PolyBase credentials and data sources
- 6 minutes
Now that you understand the principles of data virtualization and PolyBase, it's important to understand security and connectivity. This unit describes the objects and operators used with PolyBase.
Although the PolyBase feature is enabled on a SQL Server instance level, PolyBase objects and operators like OPENROWSET, CET, and CETAS work on a database level. Every data source, external file format, and external credential is tied to a particular database.
The following diagram illustrates the database relationship with PolyBase objects.
Master key: The database master key (DMK) is a symmetric key used to protect the private keys of certificates and asymmetric keys that are present in the database. The DMK is a security mechanism to safely store all the external credential and data source information. For more information, see CREATE MASTER KEY (Transact-SQL).
Database scoped credential: The CREATE DATABASE SCOPED CREDENTIAL command creates a credential that holds the credential information used by the external data source. For more information, see CREATE DATABASE SCOPED CREDENTIAL (Transact-SQL).
External data source: The CREATE EXTERNAL DATA SOURCE command creates a data source that holds the required information to access an external data source. The external data source can be another database server, or a storage location such as Azure Blob storage, Azure Data Lake Storage, or S3-compatible object storage. For more information, see CREATE EXTERNAL DATA SOURCE (Transact-SQL).
External table: The CREATE EXTERNAL TABLE command creates a virtual table pointing to the external data source that's either a file or another database table. Whenever this table is used, SQL Server fetches the data from the source. This command grants users and applications the same level of flexibility as working with a regular table without the complexity of administering the original data. For more information, see CREATE EXTERNAL TABLE (Transact-SQL).
External file format: The CREATE EXTERNAL FILE FORMAT command defines how SQL Server works with a particular file type. External file format determines the type of file, field terminator, delimiter, compression, and encoding. For more information, see CREATE EXTERNAL FILE FORMAT (Transact-SQL).
Another way of understanding PolyBase workflow is through the following diagram:
Supported PolyBase data sources
The Connector location prefix informs SQL Server of the type of endpoint you expect to connect to. For example, if you want to connect to an Azure Blob storage account, you use abs, but to connect to an Oracle server, you use oracle.

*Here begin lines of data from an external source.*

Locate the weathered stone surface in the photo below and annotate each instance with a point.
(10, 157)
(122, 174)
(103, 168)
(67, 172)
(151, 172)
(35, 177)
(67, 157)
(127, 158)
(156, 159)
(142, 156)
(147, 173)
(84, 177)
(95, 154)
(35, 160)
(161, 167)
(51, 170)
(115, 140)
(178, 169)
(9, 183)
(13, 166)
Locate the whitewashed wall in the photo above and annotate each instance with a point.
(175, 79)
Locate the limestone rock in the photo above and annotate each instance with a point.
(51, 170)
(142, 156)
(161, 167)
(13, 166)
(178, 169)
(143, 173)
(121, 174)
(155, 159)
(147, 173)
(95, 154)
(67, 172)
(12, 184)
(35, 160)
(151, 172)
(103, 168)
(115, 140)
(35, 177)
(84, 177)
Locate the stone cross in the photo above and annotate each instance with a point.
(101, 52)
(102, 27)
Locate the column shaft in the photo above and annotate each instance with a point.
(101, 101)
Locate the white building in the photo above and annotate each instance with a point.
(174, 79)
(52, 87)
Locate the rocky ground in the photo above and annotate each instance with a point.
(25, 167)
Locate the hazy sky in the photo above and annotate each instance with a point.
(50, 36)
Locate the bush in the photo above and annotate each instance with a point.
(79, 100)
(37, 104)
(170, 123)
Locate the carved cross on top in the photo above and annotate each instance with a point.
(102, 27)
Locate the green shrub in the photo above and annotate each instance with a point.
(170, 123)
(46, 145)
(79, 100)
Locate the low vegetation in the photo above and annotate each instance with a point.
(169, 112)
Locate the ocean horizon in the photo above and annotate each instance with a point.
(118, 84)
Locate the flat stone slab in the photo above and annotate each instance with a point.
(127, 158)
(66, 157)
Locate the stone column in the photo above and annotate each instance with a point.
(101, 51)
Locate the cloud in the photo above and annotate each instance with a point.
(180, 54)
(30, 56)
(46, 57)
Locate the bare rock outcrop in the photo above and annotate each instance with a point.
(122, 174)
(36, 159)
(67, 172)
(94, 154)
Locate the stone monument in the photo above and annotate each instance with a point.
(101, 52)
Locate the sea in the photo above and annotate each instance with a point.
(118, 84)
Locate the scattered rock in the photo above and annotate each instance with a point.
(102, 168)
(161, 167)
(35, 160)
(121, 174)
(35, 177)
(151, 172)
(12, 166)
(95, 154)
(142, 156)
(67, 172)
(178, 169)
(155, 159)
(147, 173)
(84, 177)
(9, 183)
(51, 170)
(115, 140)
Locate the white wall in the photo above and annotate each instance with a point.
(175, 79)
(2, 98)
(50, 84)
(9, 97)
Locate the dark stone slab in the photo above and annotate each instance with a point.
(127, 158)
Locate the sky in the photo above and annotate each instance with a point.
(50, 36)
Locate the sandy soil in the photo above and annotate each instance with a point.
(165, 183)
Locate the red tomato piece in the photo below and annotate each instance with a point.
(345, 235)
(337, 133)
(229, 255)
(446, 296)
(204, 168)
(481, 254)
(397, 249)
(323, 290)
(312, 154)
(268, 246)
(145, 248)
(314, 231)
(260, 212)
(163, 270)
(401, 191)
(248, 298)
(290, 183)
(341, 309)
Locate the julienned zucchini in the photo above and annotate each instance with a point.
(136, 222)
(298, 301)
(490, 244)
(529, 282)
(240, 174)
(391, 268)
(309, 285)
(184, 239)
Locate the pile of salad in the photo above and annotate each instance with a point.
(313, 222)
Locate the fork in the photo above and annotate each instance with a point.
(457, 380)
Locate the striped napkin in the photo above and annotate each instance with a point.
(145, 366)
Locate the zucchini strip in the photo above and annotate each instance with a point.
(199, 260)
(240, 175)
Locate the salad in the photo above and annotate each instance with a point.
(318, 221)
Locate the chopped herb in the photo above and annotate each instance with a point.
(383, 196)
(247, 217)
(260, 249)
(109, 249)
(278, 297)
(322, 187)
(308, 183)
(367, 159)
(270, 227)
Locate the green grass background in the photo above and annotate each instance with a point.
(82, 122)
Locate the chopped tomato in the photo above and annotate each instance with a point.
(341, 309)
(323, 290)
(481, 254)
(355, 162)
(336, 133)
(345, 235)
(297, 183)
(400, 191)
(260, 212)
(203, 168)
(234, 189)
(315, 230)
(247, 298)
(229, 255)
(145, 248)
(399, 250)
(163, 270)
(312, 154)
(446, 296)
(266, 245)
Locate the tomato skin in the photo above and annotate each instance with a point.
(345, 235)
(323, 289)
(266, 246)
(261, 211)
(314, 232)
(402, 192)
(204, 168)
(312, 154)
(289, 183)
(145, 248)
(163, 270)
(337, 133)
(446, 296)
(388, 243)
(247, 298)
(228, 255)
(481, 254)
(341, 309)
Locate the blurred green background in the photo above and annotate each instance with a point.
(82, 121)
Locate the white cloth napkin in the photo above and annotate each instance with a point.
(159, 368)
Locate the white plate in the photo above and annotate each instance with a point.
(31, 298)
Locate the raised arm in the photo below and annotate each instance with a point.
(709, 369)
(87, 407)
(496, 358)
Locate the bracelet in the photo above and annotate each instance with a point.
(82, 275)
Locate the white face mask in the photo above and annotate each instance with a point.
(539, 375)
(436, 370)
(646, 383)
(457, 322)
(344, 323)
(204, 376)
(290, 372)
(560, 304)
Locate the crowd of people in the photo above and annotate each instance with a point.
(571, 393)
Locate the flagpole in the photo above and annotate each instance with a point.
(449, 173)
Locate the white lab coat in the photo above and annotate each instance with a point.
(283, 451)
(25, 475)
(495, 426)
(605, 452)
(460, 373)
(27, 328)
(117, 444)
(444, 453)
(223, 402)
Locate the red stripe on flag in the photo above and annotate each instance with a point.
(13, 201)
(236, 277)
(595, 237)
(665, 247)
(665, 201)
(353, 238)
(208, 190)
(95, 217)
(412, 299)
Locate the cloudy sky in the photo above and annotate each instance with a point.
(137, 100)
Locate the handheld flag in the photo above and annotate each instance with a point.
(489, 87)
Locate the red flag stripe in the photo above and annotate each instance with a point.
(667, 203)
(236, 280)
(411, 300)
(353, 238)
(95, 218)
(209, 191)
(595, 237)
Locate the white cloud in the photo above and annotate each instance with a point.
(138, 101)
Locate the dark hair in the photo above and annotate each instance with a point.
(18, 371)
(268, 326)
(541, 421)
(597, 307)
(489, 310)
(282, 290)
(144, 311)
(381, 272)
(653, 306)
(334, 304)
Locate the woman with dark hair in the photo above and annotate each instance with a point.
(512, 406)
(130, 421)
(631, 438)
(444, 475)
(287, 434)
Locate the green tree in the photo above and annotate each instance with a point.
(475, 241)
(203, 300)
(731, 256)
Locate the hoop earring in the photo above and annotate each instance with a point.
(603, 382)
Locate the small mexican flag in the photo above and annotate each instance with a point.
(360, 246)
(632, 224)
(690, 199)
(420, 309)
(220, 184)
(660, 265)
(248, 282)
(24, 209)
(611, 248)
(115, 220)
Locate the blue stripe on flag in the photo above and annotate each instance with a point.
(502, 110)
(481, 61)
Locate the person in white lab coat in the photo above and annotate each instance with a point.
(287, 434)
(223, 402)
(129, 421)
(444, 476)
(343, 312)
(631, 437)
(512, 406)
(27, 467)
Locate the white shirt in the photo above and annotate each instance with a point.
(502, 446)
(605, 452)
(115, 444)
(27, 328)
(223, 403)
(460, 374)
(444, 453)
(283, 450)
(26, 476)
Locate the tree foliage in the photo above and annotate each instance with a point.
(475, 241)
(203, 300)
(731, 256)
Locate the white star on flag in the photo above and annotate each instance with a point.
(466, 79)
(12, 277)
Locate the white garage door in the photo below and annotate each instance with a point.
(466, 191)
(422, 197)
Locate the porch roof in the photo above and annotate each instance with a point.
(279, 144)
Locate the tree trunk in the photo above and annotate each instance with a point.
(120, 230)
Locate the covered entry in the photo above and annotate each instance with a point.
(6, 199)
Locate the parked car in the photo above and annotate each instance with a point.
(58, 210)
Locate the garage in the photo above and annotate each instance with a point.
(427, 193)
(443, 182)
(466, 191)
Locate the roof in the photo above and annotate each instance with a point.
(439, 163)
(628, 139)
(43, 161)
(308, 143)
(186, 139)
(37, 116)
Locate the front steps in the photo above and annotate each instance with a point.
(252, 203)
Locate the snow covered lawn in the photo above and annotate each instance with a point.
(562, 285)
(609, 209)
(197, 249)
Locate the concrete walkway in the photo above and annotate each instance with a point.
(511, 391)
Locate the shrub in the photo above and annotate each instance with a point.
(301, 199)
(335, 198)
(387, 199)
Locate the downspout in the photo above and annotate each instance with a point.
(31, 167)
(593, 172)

| External data source | Connector location prefix | Location path | Authentication |
|---|---|---|---|
| Azure Blob Storage | abs |
abs://<storage_account_name>.blob.core.windows.net/<container_name> |
Shared access signature (SAS) |
| Azure Data Lake Storage | adls |
adls://<storage_account_name>.dfs.core.windows.net/<container_name> |
SAS |
| SQL Server | sqlserver |
<server_name>[\<instance_name>][:port] |
SQL authentication only |
| Oracle | oracle |
<server_name>[:port] |
Basic authentication only |
| Teradata | teradata |
<server_name>[:port] |
Basic authentication only |
| MongoDB or Azure Cosmos DB API for MongoDB | mongodb |
<server_name>[:port] |
Basic authentication only |
| Generic Open Database Connectivity (ODBC) | odbc |
<server_name>[:port] |
Basic authentication only |
| Bulk operations | https |
<storage_account>.blob.core.windows.net/<container> |
SAS |
| S3-compatible object storage | s3 |
s3://<server_name>:<port>/ |
Some prefixes changed from previous version of SQL Server for compatibility reasons. For a complete list of data sources and corresponding prefixes, see CREATE EXTERNAL DATA SOURCE.
Supported file formats for PolyBase
SQL Server 2025 supports the following file formats:
- CSV
- Parquet
- Delimited text
- Delta (read-only). SQL Server can read Delta files, but can't export a table result as Delta.

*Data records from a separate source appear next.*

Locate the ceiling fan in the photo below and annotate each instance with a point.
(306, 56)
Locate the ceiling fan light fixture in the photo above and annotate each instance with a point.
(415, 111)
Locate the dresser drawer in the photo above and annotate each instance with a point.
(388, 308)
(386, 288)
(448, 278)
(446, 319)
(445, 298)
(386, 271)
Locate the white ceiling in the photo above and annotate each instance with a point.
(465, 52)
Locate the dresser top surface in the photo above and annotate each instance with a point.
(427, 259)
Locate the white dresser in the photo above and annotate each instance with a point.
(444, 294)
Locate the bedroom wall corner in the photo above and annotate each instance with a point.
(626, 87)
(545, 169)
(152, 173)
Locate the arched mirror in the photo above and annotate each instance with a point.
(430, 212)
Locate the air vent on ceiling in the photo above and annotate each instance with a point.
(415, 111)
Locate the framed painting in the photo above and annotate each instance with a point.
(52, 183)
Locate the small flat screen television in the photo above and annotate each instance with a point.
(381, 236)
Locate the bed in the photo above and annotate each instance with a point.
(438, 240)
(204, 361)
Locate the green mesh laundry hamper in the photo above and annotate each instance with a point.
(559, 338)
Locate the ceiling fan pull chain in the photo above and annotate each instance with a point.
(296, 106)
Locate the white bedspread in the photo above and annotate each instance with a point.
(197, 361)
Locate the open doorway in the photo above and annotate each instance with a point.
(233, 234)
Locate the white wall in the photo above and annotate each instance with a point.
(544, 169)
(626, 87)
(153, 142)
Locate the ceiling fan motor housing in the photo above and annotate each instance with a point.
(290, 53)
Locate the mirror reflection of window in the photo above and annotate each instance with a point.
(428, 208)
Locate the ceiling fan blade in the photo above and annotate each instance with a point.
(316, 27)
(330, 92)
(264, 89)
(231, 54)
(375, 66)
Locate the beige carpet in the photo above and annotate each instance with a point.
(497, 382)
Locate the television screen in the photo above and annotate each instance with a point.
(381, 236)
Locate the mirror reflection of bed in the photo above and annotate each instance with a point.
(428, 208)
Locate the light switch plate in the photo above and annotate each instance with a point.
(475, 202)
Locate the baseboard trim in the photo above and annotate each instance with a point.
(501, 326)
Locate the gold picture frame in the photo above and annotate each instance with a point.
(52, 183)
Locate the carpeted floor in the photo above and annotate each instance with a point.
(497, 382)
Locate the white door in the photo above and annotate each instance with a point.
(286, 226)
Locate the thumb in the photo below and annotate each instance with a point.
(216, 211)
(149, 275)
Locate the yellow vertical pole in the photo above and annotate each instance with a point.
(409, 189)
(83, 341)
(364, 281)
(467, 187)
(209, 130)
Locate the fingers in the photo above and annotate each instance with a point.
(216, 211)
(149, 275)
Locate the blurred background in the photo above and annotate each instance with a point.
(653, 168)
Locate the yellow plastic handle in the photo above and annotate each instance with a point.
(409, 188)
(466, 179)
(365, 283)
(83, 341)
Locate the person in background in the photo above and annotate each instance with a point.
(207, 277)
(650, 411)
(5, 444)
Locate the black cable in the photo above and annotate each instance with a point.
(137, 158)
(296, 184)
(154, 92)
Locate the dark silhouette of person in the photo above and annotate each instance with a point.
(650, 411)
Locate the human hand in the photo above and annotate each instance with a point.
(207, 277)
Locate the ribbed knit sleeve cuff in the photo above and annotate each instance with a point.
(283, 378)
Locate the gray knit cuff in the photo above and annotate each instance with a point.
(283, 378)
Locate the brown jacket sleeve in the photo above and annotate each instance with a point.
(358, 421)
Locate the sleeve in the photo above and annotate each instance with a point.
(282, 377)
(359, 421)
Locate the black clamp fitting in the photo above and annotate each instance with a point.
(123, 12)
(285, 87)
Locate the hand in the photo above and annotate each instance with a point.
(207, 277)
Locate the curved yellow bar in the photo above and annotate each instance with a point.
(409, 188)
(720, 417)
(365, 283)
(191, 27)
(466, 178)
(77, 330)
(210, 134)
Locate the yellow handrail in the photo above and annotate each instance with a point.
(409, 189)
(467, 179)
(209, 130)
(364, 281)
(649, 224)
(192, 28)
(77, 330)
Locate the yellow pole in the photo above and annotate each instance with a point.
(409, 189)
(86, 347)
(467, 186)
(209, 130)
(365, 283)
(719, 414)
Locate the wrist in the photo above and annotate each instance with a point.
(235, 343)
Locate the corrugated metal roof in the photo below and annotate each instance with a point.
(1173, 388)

OPENROWSET, CET, and CETAS
PolyBase uses three operators to query or virtualize data. This training module covers these commands and their use cases.
OPENROWSET is a lightweight command that allows the SQL engine to access data outside of SQL Server, either a file or another database. OPENROWSET is optimized for ad-hoc execution and recommended for loading data or data exploration. For more information, see OPENROWSET (Transact-SQL).

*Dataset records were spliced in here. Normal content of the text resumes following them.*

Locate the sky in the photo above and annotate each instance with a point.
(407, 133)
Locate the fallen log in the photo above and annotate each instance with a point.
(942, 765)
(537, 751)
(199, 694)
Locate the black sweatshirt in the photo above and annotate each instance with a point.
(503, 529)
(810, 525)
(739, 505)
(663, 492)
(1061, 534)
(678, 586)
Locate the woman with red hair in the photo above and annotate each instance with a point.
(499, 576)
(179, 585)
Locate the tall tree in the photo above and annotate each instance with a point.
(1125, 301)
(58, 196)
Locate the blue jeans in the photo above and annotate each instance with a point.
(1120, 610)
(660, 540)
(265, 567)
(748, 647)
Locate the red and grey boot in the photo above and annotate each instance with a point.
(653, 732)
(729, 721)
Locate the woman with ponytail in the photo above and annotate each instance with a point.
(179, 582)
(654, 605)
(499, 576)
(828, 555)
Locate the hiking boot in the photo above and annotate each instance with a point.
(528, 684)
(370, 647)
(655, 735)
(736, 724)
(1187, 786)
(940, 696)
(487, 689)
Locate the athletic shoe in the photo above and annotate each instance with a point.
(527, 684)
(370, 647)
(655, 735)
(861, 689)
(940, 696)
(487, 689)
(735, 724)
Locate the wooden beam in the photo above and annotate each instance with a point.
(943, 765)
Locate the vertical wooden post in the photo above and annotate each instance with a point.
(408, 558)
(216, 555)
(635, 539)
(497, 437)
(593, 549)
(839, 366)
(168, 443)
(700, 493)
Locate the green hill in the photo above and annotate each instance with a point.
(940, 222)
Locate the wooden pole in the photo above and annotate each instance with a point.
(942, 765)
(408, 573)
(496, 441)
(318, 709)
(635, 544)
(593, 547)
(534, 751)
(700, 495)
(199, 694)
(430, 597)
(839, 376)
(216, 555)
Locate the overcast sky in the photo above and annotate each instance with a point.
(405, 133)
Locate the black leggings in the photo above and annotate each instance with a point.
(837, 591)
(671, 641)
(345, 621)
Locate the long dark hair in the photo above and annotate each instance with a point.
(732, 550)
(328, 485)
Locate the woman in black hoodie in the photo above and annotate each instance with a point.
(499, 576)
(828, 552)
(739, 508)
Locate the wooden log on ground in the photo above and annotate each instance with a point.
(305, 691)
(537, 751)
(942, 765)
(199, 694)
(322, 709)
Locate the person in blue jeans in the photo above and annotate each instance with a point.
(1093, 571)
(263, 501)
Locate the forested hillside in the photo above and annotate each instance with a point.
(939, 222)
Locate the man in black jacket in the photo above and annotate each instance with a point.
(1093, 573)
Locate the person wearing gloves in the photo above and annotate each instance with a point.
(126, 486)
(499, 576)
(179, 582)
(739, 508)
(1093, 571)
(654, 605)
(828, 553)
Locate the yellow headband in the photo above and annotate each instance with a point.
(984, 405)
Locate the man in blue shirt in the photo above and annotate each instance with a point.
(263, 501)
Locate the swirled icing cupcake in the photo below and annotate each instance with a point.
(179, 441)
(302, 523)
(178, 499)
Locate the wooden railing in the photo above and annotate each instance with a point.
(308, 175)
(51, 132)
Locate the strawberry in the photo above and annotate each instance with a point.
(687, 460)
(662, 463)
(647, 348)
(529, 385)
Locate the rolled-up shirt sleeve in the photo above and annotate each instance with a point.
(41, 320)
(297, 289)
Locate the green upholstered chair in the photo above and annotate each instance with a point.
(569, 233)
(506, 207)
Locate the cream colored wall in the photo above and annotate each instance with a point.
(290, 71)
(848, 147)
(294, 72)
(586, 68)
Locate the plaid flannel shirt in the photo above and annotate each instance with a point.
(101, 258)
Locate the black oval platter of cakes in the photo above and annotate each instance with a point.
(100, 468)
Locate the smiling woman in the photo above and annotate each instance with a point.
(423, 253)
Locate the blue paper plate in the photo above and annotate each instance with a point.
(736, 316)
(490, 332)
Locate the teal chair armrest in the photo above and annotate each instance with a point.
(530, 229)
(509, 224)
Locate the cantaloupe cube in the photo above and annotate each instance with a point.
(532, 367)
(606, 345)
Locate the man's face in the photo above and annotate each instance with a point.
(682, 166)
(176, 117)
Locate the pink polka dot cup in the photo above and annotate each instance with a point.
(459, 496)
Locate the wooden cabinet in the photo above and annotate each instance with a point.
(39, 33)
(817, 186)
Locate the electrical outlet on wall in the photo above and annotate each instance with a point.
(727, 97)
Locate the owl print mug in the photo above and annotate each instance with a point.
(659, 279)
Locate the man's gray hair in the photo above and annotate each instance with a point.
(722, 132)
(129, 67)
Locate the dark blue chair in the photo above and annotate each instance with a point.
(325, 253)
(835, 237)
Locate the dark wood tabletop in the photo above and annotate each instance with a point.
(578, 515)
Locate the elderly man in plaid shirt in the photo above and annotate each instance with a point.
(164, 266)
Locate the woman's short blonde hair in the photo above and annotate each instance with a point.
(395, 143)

CREATE EXTERNAL TABLE (CET) creates a table where the data stays in its original location outside of SQL Server. When the table is selected, the SQL engine provides the requested data to the user. The external table benefits from reusability and can use statistics for better performance. For more information, see CREATE EXTERNAL TABLE (Transact-SQL).
CREATE EXTERNAL TABLE AS SELECT (CETAS) performs a combination of operations in a single command. First, CETAS allows SQL Server to transform and convert given data stored inside or outside the database. CETAS then exports the data to a different location, either a network location or Azure. Finally, CETAS creates an external table targeting the newly exported data. For more information, see CREATE EXTERNAL TABLE AS SELECT (Transact-SQL).